What about us?? Well, it’s time to got back to our roots. Amit explained this in his post. He talked about the good old days in India when cloth and jute bags were the norm. Abhorrence of waste is ingrained in the Indian psyche…and that’s explained here:
All over the country, material objects like bottles are cleaned out and reused many times in many different ways and if they break, they will be mended. Even plastic is often recycled – so-called ‘plastic mechanics’ visit people’s houses to repair broken plastics by the simple process of heat fusion. And when the material is threadbare, and completely beyond repair, it is often picked up by ragpickers…
Unfortunately the urban rich are changing their frugal habits and embracing a brand new throwaway culture. It’s sad because the west has realised it’s mistake and they will be fixing things while we in India could get from bad to worse.

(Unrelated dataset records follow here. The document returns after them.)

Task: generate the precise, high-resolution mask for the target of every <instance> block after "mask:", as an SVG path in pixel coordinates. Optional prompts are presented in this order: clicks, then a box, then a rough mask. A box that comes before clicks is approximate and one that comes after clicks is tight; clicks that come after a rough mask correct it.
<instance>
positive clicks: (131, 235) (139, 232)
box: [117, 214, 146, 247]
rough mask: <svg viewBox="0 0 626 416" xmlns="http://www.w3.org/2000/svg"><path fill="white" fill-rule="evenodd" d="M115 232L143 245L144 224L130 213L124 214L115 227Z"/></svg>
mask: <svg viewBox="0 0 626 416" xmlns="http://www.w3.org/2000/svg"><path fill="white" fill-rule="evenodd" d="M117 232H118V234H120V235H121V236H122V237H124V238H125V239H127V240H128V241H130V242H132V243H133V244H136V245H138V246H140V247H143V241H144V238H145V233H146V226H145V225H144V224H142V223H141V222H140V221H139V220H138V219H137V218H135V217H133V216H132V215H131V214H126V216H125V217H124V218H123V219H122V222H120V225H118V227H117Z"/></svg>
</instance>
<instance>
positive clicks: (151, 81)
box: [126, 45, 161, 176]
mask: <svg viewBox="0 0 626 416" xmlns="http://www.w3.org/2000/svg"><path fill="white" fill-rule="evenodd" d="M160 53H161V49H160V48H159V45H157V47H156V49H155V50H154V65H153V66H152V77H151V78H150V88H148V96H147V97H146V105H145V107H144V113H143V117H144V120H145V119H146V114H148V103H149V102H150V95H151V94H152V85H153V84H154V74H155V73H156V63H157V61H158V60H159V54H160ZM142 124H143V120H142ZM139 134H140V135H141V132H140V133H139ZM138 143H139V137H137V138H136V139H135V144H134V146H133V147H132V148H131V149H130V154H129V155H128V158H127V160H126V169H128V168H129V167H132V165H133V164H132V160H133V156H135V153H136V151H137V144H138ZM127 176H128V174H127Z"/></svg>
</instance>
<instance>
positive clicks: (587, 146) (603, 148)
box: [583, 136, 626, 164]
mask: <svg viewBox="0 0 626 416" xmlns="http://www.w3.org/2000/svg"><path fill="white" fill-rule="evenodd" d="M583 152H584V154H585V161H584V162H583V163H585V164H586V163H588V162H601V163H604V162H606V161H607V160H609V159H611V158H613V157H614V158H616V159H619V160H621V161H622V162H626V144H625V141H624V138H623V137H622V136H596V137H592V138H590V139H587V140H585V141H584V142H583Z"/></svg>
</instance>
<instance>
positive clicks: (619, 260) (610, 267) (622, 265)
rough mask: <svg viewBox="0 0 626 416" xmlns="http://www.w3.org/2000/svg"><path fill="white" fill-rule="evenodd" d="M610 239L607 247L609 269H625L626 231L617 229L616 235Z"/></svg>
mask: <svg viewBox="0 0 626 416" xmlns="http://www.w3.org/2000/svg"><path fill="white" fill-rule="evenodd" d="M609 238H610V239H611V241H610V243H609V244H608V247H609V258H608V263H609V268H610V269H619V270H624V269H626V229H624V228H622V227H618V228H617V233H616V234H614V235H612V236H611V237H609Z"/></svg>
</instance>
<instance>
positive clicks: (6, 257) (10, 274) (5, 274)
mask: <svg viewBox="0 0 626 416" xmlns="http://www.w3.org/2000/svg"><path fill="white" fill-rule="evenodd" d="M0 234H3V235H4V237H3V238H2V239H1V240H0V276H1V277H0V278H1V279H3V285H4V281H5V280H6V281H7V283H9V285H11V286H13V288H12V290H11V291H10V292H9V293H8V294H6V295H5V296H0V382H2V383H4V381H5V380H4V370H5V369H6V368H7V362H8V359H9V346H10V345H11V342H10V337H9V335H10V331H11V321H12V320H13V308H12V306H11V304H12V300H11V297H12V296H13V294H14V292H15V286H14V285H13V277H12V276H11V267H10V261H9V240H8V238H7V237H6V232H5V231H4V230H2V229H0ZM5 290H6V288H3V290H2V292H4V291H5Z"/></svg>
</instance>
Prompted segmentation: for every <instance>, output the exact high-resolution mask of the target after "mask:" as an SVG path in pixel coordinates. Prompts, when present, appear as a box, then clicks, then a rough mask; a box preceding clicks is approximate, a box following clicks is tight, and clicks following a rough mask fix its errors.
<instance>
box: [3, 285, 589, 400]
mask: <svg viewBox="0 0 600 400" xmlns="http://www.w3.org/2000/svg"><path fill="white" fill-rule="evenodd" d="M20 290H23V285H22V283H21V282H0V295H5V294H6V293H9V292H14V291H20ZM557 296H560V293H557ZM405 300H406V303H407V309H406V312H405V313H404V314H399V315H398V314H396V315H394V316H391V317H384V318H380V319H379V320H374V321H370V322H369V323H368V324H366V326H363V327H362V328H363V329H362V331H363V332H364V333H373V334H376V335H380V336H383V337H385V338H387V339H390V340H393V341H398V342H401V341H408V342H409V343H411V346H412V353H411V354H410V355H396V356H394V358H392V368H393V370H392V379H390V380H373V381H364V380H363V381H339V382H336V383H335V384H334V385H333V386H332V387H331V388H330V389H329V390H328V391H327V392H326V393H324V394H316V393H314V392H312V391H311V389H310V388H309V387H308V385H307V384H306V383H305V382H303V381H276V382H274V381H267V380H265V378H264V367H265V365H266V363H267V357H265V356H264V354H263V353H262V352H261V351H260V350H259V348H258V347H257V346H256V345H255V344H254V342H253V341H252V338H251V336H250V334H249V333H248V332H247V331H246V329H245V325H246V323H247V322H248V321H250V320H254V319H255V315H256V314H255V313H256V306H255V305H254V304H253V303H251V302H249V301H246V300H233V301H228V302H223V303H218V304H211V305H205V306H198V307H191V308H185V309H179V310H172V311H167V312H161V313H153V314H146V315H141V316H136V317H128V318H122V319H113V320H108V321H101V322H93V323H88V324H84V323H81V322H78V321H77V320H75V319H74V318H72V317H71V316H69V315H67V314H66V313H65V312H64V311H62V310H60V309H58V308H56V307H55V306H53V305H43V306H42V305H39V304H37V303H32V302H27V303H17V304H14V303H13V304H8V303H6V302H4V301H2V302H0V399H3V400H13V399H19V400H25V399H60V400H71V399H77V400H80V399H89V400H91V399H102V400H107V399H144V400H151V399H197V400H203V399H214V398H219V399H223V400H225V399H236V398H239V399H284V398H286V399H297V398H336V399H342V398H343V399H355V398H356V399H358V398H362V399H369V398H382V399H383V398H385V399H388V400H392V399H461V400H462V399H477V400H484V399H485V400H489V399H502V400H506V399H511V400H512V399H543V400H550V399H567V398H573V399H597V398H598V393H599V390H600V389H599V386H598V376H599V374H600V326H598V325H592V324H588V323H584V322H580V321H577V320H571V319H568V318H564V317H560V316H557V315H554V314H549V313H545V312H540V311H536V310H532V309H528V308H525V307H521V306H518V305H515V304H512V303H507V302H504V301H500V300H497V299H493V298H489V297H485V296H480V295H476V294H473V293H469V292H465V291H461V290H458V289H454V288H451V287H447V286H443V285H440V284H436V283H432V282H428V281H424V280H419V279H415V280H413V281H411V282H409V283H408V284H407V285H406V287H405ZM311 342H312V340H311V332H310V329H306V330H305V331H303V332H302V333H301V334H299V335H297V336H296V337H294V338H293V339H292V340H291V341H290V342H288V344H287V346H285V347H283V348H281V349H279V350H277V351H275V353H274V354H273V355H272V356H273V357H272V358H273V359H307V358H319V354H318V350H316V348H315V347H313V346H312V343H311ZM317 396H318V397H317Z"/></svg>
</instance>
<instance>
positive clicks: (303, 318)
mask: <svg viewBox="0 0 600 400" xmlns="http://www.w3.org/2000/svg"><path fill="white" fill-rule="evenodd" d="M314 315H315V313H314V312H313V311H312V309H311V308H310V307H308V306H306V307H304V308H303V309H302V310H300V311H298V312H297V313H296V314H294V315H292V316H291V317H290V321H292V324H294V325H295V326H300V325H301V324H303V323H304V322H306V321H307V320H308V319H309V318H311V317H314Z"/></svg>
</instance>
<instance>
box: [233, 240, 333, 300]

The only thing that will work in India is if customers have to pay heavily for plastic bags. Rs 10/- extra won’t work with the new rich…I think a minimum of Rs 50/- for just one big thick plastic bag should do the job. As for the smaller ones, Rs 25/- should be the minimum. If the demand drops there is hope. Finally, it’s what the people want. If they want the bags there will always be unscrupulous people willing to provide them. The fines for companies are just Rs 5000/- and if a small bribe is given even this amount need not be paid.